Dr. Rohini Anand’s book “A guide for systemic change in multinational organizations: Leading global diversity, equity and inclusion” stands out amid this clutter. She narrates her personal journey and admits the privilege she enjoyed growing up in India before coming to the United States for higher studies. This book is filled with practical advice, anecdotes and her own confessions of making mistakes globally while looking at DEI with a purely US-centric lens.
Dr. Anand emphasizes the importance of culture, diversity and context and its importance in DEI work. She takes us on a global diversity journey similar to how Anthony Bourdain took us around the world teaching us about global cuisines. With humility, Dr. Anand encourages us to take a historical perspective, and learn and understand culture before launching an employee engagement survey or starting off with irrelevant metrics.
Numerous examples highlight the flaws of a US-centric approach to DEI that has been dominated by mostly insular male CEOs with a US marketing perspective. We learn that DEI, like exporting the US-version of democracy cannot be franchised like McDonald’s. Instead, it requires humility, understanding of context and leveraging the power of relationships.
Dr. Anand generously shares what she learned during her her decades-long experience leading global diversity at Sodexo, and explains 5 key principles starting with why global diversity should be inherently local. Identity, context, culture and values vary from place to place. She urges us to focus on a transversal approach to global diversity management, a mix of top-down DEI initiatives mixed with a highly localized strategy. Before starting a DEI program in a particular country, listen to change agents in localized contexts, she warns. The complexities of of race and its shifting social construct are well-explained in this book.

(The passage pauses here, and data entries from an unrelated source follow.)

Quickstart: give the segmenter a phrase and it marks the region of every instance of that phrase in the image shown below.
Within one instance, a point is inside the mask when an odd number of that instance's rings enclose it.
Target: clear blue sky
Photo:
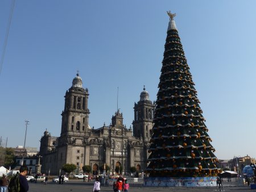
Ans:
[[[10,0],[0,1],[0,51]],[[80,71],[89,124],[119,107],[127,127],[143,85],[155,100],[168,16],[175,20],[220,159],[256,157],[255,1],[20,1],[0,75],[0,131],[8,146],[38,147],[60,133],[64,95]]]

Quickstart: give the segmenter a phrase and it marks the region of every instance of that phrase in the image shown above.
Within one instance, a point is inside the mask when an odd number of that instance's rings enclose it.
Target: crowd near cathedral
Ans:
[[[145,87],[139,101],[134,103],[133,129],[123,124],[119,110],[112,116],[109,126],[104,123],[102,127],[92,128],[89,95],[77,73],[65,94],[60,136],[51,136],[46,130],[41,138],[42,172],[58,174],[65,164],[76,165],[80,169],[90,165],[93,174],[100,173],[103,165],[109,166],[110,174],[115,172],[116,167],[122,167],[119,173],[129,172],[133,166],[138,172],[145,170],[155,108]]]

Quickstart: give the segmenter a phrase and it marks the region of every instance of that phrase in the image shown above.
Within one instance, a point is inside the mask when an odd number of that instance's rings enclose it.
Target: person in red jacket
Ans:
[[[125,185],[123,189],[125,190],[125,192],[128,192],[128,189],[129,189],[129,183],[128,183],[128,181],[127,180],[125,180]]]
[[[117,179],[117,183],[115,184],[117,188],[118,192],[121,192],[123,186],[123,182],[122,181],[122,178],[118,178]]]

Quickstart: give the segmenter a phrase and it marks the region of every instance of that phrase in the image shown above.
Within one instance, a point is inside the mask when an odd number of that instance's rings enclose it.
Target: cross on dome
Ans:
[[[176,16],[176,13],[172,14],[171,11],[167,11],[167,14],[170,16],[170,20],[174,20],[174,18]]]

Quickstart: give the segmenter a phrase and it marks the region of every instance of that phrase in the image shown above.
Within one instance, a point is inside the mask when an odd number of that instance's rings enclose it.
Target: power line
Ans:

Her second principle about transformative leadership teaches us why leaders must change to lead change in DEI. Change cannot be made in DEI without personal passion and a shift in worldview. The third principle tells us that DEI is good business but warns us that studies based on US empirical data might seem totally irrelevant in other parts of the world. Understanding global and regional trends is key, she adds. The fourth principle “go deep, wide and inside out” explains why change efforts must be deep and wide within a company. They require ” a well-conceived and well-implemented governance framework to include a transversal strategy and to scale the inclusion effort to a global reach (wide)” The fifth principle highlights the importance of metrics and is laced with examples including the Sodexo Diversity & Inclusion Index (SDII).
I’ve had the privilege of learning a lot from Dr. Anand when she gave me an opportunity to understand the fundamentals of DEI. Dr. Anand is solid- thorough, well-versed, disciplined, and purposeful. This book reflects her tireless work in this field and is a must-read for any leader wanting to make progress in our post-pandemic work culture. After all, the business of “teaching people to be unbiased is hard work.”